# Chapter 3: Building a Causal Graphical Model

This chapter covers:

- Building a causal DAG to model a Data Generating Process (DGP)
- Using your causal graph as a communication, computation, and reasoning tool
- Building a causal DAG in pgmpy and Pyro
- Training a probabilistic machine learning model using the causal DAG as a scaffold

## The Data Generating Process (DGP)

A **Data Generating Process (DGP)** is the underlying mechanism that produces observed data. In causal inference, we model the DGP to understand not just correlations, but the actual causal relationships between variables.

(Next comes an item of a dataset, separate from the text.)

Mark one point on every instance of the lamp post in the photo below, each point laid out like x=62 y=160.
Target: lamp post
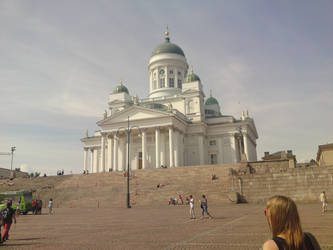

Below is a simple example: the "broken window" scenario. Jenny and Brian may each throw a rock at a window. The window breaks if the combined impact exceeds the window's strength. This function represents the *true* causal mechanism—it shows how causes (throwing rocks) produce effects (broken window).

In [1]:
def true_dgp(jenny_inclination, brian_inclination, window_strength):
    jenny_throws_rock = jenny_inclination > 0.5
    brian_throws_rock = brian_inclination > 0.5
    if jenny_throws_rock and brian_throws_rock:
        strength_of_impact = 0.8
    elif jenny_throws_rock or brian_throws_rock:
        strength_of_impact = 0.6
    else:
        strength_of_impact = 0.0
    window_breaks = strength_of_impact > window_strength
    return jenny_throws_rock, brian_throws_rock, window_breaks

## Building a Causal DAG in pgmpy

A **Directed Acyclic Graph (DAG)** represents causal relationships as directed edges between nodes. Each edge `(A, B)` means "A causes B" or "A directly influences B."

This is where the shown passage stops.